AD57に後漢の光武帝より、奴國王へ授与された金印『漢委倭奴國王』は、博多湾の志賀島で出土しました。これが『倭奴國』です。中平年間(AD184-189)の邪馬台国の女王卑弥呼の"中平"鉄刀の朝貢記録は消されました(シリーズ2)。248年の女王卑弥呼没後、九州北部は畿内系土器に席巻されました。
九州北部の糸島市の平原遺跡でわずかに残った第2代女王壷与の記録が265年の西晋にあります。265年-400年、中国古文書には、『倭奴國』、『倭國』、『日本國』、どれも何も記録がありません。400年-480年頃に、中国南朝に倭五王の記録があります。これは「畿内の倭國」です。

 

「畿内の倭國」は6世紀初頭に男系の後継者が途絶えます。507年に応神天皇の5代曽孫の継体天皇が、前天皇の皇女を皇后として即位します。ここからが唐書の『日本國』です。「畿内の倭國」は直系の男系が断絶し、応神天皇の5代曽孫の継体天皇の男系へと系譜が変わっています。「継体天皇の男系」=『日本國』だと思います。「畿内の倭國」は直系の男系が断絶しましたが、一族郎党は勢力を維持していたと考えられます。つまり「畿内の倭國」=『倭國』と「継体天皇の男系」=『日本國』が並立していた状態です。『倭國』はAD57の九州北部の古の倭奴国である。『日本國』は倭国の別種つまり古の"邪馬壹國"の系列だった。奈良時代前半までこの状態が続いた。

 

しかし奈良の天然痘パンデミックの後、奈良時代後半の新唐書は『日本國』だけです。さらに『日本國』は九州北部の古の『倭奴國』の系列へと変化しています。古の"邪馬壹國"の系列が消えています。

 

新羅本紀に『倭女王卑彌乎』の記録があります。173年です。後漢年号の『中平』が184年-189年ですから、183年ではないかと思うのですが。新羅が強勢となったのはAD400の公開土王の遠征の以降ですから、200年前の記録は伝聞に近いかもしれません。とにかく朝鮮半島南部から見て、2世紀末頃、九州北部に倭国連合の邪馬台国の女王卑弥呼が存在したことは確かなようです。『偽書』、『百済本」、『新羅本気』に、断片的に記録されています。
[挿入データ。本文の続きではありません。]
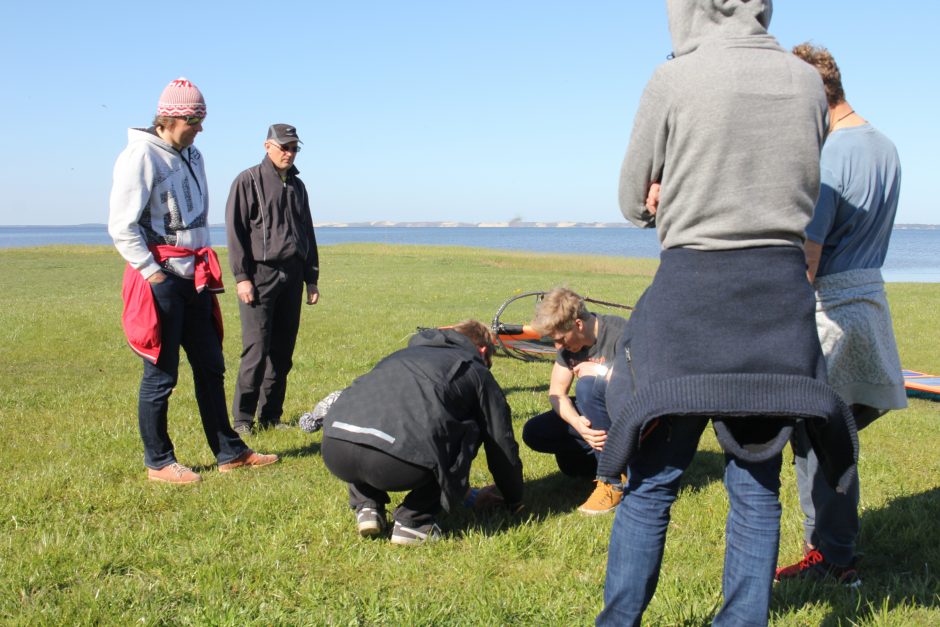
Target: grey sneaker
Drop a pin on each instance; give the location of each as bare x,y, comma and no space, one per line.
415,535
370,521
313,421
278,426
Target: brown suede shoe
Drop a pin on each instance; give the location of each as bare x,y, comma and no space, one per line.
248,458
173,473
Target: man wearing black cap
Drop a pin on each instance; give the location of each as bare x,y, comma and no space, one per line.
273,253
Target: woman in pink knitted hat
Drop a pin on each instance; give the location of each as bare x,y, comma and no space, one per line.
159,223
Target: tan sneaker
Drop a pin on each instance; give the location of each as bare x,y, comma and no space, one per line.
173,473
248,458
604,499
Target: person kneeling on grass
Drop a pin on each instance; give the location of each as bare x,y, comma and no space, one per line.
415,423
575,429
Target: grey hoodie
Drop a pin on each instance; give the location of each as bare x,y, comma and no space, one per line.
732,128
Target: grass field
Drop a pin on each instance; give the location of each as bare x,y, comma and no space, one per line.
85,539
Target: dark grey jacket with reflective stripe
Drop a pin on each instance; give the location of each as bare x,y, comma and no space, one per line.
433,404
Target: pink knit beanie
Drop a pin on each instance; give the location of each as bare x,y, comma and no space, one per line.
180,99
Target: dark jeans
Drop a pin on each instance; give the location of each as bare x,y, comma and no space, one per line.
372,474
638,535
185,320
548,433
269,332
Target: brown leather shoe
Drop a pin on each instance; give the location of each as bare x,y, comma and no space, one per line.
248,458
173,473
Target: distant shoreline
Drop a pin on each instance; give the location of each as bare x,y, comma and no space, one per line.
444,225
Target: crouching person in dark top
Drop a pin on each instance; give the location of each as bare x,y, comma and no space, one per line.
415,423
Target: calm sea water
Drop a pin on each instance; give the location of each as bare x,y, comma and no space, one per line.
914,255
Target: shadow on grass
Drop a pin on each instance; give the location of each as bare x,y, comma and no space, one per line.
509,389
544,497
313,448
898,564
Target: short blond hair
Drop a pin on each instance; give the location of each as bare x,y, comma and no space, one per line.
828,69
558,311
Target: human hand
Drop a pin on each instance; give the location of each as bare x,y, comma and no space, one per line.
594,437
245,291
652,198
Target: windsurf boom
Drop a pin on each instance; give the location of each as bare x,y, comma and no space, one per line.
521,341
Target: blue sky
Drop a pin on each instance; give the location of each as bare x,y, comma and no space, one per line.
409,110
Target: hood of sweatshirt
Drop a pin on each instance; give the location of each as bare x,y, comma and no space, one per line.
693,22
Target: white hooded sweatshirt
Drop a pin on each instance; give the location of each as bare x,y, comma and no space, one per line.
159,196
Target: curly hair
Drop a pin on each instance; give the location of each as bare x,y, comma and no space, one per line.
822,60
478,333
558,311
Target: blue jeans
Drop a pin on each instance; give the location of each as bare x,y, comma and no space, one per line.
638,536
830,520
185,320
548,433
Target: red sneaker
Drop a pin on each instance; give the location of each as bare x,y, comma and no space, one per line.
814,566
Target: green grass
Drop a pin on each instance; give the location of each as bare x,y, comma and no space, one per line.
84,538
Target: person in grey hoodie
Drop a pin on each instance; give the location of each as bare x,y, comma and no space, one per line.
723,162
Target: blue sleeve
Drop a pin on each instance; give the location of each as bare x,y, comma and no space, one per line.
827,205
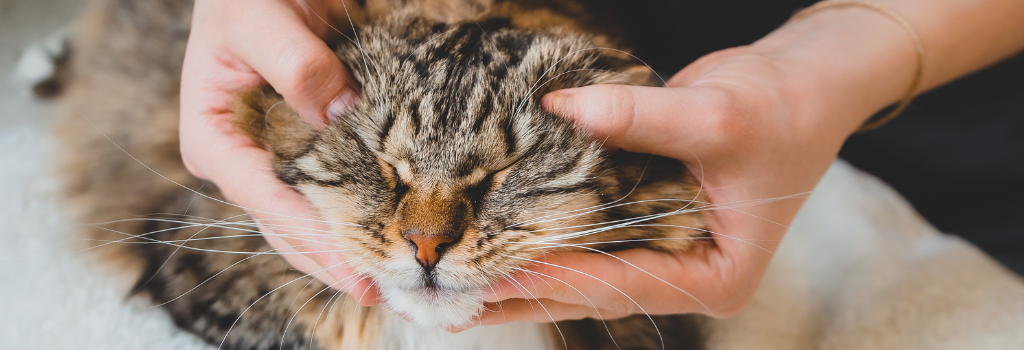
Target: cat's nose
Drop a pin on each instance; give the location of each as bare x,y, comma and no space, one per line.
428,247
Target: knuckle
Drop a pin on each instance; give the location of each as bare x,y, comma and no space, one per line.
307,71
620,108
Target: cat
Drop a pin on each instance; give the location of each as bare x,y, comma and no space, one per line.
444,177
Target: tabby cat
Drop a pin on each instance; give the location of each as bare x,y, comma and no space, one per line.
444,177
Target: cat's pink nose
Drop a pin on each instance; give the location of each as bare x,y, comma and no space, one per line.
428,247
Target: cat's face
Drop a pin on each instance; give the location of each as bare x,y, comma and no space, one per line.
446,176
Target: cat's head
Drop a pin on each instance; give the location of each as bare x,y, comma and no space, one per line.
448,176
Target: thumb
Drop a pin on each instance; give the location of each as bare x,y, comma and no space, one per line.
299,66
652,120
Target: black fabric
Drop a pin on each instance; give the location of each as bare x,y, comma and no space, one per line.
956,154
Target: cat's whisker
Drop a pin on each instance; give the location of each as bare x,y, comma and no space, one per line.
153,241
221,345
596,209
596,309
628,222
644,272
660,339
531,296
329,307
208,279
288,325
203,194
294,236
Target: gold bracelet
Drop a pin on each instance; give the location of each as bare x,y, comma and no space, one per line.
918,74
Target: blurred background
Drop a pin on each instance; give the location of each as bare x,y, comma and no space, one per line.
956,154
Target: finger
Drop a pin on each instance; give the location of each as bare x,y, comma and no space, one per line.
288,221
652,120
295,61
542,310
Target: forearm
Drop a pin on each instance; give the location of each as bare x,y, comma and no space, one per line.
847,62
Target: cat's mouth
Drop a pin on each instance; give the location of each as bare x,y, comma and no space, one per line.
435,306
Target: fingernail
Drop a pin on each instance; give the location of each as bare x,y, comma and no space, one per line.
341,104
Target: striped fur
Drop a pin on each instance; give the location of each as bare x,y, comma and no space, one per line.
448,137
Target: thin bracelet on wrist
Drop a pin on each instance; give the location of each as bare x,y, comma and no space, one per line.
919,49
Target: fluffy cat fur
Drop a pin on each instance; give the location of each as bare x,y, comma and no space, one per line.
446,139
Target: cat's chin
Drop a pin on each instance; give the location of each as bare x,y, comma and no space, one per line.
435,307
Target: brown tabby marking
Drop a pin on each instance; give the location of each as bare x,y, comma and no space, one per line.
450,110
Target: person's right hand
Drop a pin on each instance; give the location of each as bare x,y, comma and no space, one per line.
239,44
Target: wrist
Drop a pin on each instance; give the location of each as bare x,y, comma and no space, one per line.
841,66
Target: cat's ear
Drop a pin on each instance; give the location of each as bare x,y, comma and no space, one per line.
262,115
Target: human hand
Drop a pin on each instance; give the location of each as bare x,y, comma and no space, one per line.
235,45
759,126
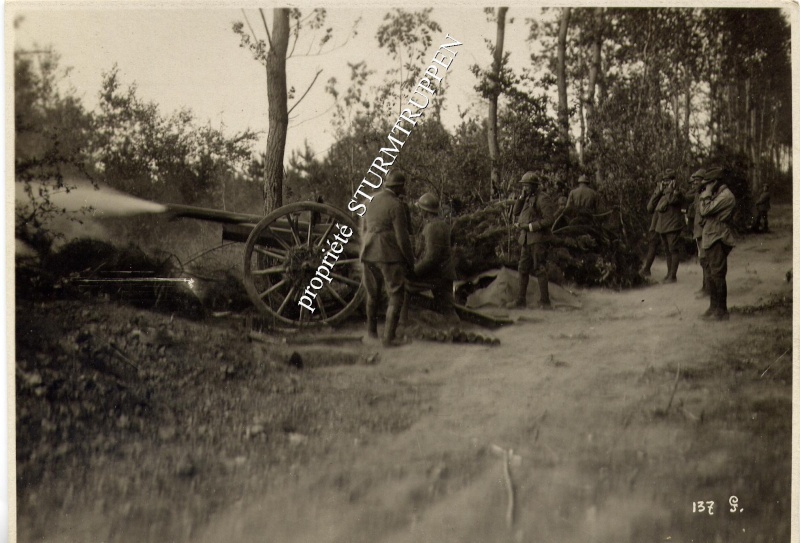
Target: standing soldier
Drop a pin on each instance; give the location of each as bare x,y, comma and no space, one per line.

248年の女王卑弥呼没そして265年の女王壺与の記録以降、507年の継体天皇即位まで、約240年間の「畿内の倭國」の時代は、400年-480年頃の中国南朝古文書の倭五王の記録だけです。265年-400年は中国古文書には全く何もありません。


9.7. 大動脈とリンパ
次図のTab.23は、日本の皇朝十二銭の出土一覧です。1978年のものです。16ページあり全部は載せられないので、最初の部分だけ次に示します。
[九州縦貫20 宮若, PP135-150]

福岡県では、汐井掛5号墳墓、結浦(むすびがうら)があります。
結浦のすぐ南の二日市では車輪文の骨蔵器が出土しています。
https://www.kyuhaku.jp/dazaifu/pdf/d-140.pdf のp21。

 

杉谷(久留米市高良町杉谷)もあります。久留米市高良は、筑後川の南側です。宝満川と筑後川の合流部です。博多の南にあります。約40kmほど距離があります。少し離れたところにありますが、筑後國一宮の高良大社があり、昔から筑紫平野の一番の繁華街です。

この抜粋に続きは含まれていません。